1. Le feu sous la cendre


    Datte: 08/12/2025, Catégories: Dans la zone rouge, Auteur: Cyp-Perruche, Source: Hds

    Les nuits, à la ferme, ne faisaient pas de bruit. Le silence y était une chape. Une buée invisible plaquée contre les vitres, contre la gorge, contre les reins.
    
    Marianne s’éveillait parfois sans vraiment dormir, à demi allongée dans un lit trop vaste, trop sec, où l’on n’échangeait plus rien depuis longtemps. Elle avait vingt et un ans, la peau encore souple, les cuisses fermes, le cœur plein de ce qu’aucun homme n’avait su nommer — mais déjà, elle s’éteignait à petits feux, dans le lit d’un mari qui ne la voyait pas, qui ne la touchait que pour la prendre, sans un mot, sans un regard.
    
    Pascal, lui, n’était pas violent. Il n’était même pas méchant. Il l’aimait, à sa façon. Mais il buvait trop, parlait peu, et lorsqu’il la rejoignait dans ce lit conjugal devenu tombe de désir, il le faisait sans tendresse, sans préambule, comme un devoir conjugal exécuté à la va-vite, comme un acte purement mécanique, animal, déconnecté de toute chaleur humaine. Il la déshabillait comme on enlève une bâche trempée, ou comme on arrache un linge humide, la plaquait contre le matelas, s’aidant de sa main pour s’introduire en elle sans ménagement, sans attendre son souffle, sans chercher son regard.
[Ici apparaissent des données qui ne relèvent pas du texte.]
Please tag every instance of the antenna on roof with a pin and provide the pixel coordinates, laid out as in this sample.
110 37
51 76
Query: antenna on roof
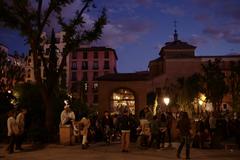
175 31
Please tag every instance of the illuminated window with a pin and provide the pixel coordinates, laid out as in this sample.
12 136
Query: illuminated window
123 99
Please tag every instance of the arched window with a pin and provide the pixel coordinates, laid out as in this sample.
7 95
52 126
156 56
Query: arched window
123 99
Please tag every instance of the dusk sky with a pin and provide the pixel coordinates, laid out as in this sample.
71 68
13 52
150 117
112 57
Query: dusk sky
137 29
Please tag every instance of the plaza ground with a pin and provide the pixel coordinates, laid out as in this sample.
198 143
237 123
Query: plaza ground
100 151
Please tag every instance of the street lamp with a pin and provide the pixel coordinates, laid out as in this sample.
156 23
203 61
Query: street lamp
166 100
200 102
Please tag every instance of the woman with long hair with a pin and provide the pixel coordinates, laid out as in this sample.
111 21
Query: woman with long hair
184 126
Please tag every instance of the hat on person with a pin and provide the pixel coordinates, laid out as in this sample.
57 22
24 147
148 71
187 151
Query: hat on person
66 106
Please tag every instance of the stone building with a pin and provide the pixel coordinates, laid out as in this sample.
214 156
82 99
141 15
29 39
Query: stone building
85 66
132 90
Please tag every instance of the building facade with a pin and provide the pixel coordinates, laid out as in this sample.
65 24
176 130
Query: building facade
60 44
176 59
86 65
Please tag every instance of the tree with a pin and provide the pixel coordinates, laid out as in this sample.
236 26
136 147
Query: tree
214 83
186 90
30 18
234 84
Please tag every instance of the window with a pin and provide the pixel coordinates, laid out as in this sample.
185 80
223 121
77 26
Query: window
106 72
84 55
74 55
106 65
44 73
29 62
95 55
74 76
95 75
95 87
95 98
95 64
85 86
85 77
58 40
84 65
106 55
74 87
39 62
74 65
47 51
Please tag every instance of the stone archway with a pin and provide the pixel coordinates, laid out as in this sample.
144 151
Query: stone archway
121 99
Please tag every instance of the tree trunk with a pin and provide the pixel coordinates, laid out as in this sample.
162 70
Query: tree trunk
49 116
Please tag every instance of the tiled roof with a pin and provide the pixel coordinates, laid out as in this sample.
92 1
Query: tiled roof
178 45
100 48
138 76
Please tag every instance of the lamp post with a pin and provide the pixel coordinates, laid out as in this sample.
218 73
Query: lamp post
200 102
166 100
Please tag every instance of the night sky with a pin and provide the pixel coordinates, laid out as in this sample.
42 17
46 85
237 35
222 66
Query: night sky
137 29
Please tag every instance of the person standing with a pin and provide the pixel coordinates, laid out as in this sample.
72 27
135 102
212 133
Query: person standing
107 124
184 126
125 130
12 131
85 122
20 120
169 128
67 116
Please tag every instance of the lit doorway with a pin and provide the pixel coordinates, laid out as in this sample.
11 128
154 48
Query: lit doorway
122 99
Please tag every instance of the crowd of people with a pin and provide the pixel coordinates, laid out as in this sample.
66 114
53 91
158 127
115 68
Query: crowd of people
146 130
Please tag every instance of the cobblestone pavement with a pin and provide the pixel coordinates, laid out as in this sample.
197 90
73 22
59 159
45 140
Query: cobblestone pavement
101 151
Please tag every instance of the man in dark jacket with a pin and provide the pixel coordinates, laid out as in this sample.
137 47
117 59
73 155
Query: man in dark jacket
125 129
184 126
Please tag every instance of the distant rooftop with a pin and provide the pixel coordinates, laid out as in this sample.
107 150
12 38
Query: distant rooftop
138 76
94 48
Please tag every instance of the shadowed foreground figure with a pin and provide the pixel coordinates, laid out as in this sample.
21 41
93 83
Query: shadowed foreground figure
184 126
125 129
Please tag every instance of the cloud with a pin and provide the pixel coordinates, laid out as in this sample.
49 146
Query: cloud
197 40
125 31
227 33
220 19
144 2
171 9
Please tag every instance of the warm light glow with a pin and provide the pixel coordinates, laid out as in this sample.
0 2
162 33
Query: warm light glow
166 100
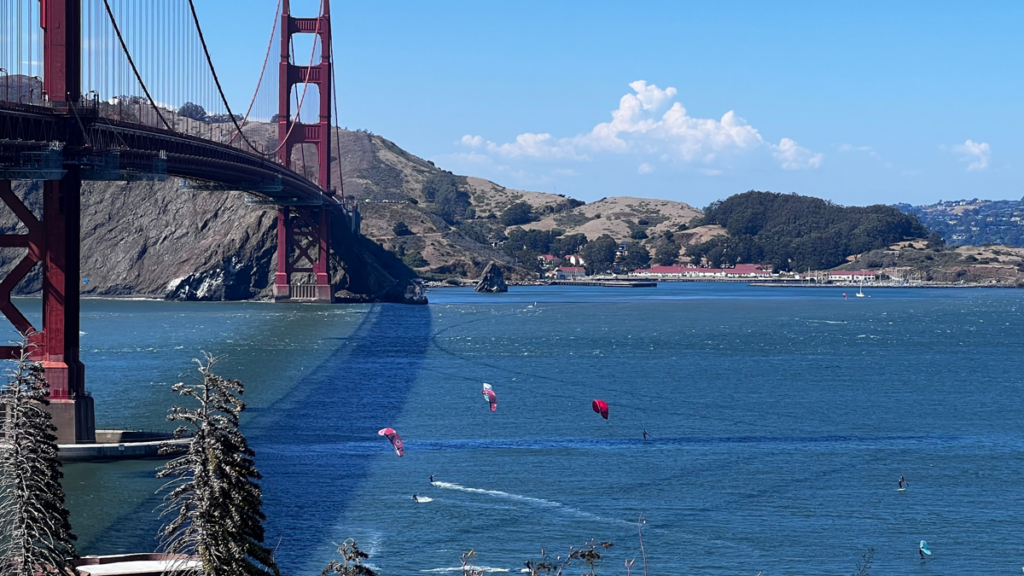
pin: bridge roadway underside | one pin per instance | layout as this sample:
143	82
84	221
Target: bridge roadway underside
132	149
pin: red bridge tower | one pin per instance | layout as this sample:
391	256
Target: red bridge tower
304	232
54	241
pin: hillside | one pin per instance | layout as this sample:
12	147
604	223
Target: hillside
986	265
455	224
974	221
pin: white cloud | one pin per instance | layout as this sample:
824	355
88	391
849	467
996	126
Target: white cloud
639	126
795	157
865	149
976	154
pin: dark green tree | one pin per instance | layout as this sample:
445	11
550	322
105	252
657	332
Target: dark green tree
35	531
449	200
637	256
193	111
668	254
794	232
599	254
213	499
567	245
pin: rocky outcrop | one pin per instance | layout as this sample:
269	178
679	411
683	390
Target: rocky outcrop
493	280
161	240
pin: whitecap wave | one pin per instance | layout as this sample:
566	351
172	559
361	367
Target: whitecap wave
521	498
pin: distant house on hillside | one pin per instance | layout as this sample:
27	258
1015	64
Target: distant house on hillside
570	273
547	260
852	275
740	271
574	259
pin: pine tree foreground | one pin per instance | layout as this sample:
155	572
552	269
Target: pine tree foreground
213	498
35	530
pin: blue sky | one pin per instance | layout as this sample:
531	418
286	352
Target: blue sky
858	103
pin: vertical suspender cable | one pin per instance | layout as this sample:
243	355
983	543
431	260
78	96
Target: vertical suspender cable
131	62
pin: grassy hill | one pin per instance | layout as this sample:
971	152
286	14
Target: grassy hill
974	221
453	225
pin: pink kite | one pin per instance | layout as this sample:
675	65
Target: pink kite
489	395
399	448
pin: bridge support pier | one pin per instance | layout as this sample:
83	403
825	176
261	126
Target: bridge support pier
303	247
55	243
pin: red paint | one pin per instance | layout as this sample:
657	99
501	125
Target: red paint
301	229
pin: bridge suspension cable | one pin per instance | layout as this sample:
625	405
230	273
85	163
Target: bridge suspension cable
134	70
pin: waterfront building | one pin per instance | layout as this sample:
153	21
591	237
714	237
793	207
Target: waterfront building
570	273
853	275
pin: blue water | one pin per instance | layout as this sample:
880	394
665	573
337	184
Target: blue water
781	420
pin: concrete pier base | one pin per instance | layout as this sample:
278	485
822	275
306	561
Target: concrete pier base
121	445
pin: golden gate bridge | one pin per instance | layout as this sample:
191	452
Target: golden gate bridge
126	90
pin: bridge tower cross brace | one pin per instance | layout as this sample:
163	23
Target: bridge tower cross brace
54	241
302	229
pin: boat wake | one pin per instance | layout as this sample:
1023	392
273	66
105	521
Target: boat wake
524	499
483	569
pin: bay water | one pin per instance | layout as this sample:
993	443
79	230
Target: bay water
780	420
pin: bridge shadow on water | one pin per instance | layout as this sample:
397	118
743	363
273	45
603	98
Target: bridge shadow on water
357	391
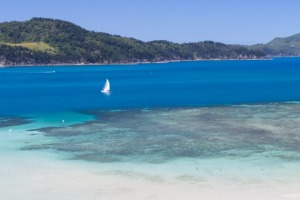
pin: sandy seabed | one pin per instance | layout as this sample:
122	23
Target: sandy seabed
42	176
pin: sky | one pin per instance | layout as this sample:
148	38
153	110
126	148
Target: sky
228	21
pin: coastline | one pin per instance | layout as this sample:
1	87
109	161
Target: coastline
129	63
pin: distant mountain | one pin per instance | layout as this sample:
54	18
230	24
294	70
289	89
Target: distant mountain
285	46
49	41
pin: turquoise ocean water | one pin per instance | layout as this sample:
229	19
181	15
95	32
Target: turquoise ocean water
183	121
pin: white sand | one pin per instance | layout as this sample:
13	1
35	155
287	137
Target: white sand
39	176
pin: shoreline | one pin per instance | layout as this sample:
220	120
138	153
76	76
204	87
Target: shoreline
129	63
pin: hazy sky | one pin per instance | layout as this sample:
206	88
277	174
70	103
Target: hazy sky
227	21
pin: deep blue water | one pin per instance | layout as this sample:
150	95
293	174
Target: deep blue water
178	84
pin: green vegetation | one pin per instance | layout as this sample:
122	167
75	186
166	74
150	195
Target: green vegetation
288	46
36	46
48	41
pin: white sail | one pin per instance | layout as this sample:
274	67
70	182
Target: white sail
106	88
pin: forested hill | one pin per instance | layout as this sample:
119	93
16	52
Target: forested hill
281	46
48	41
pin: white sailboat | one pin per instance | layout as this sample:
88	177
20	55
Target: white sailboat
106	87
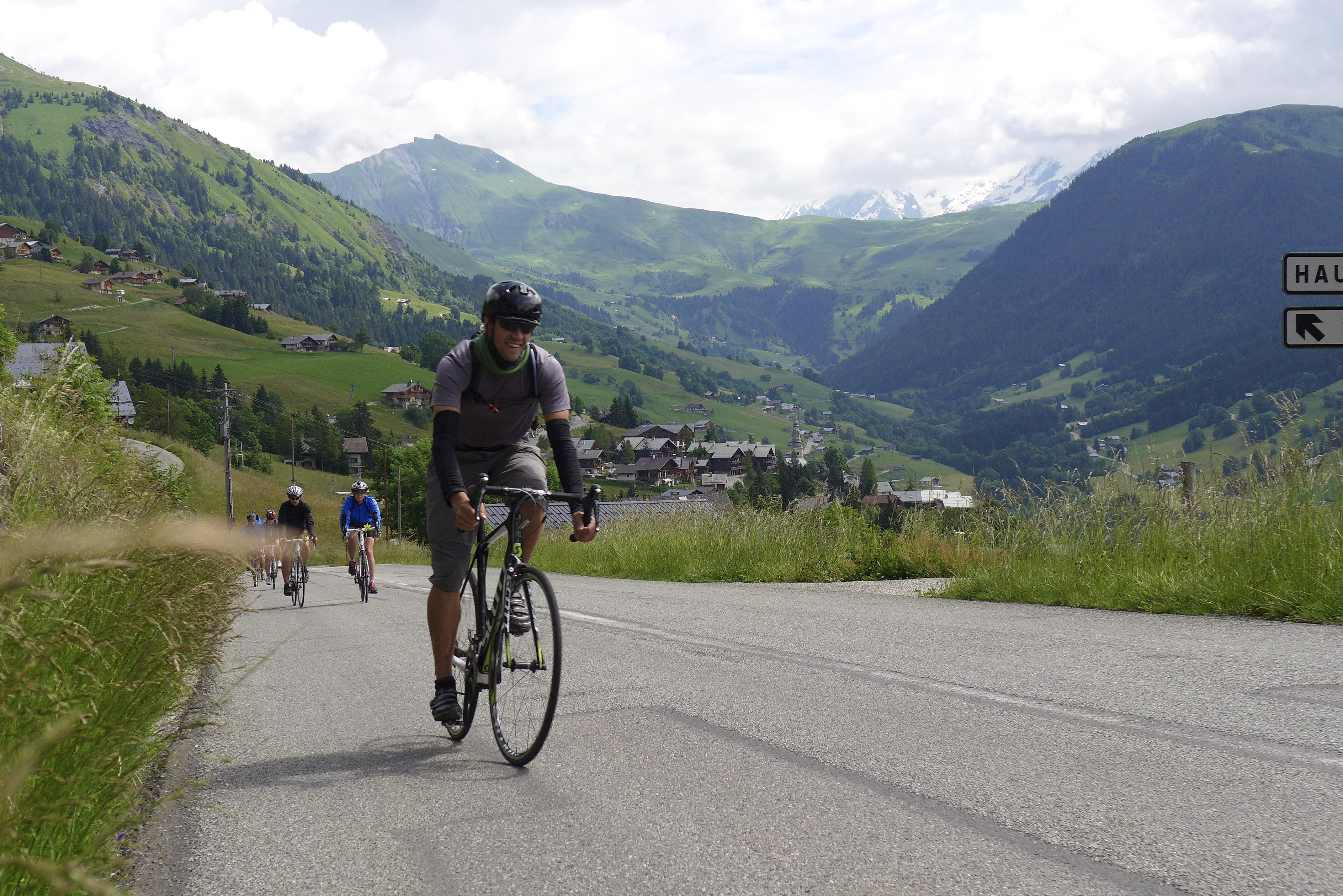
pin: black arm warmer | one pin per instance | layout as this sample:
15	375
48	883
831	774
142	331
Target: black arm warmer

Et quand il venait, c’était toujours hors d’elle qu’il éjaculait par de puissant jets : sur son ventre, sur ses seins, parfois même sur son visage — comme s’il achevait quelque chose qu’elle n’avait jamais commencé.
    
    Puis il se retournait et dormait. Et elle, nue, encore tiède, restait là à ...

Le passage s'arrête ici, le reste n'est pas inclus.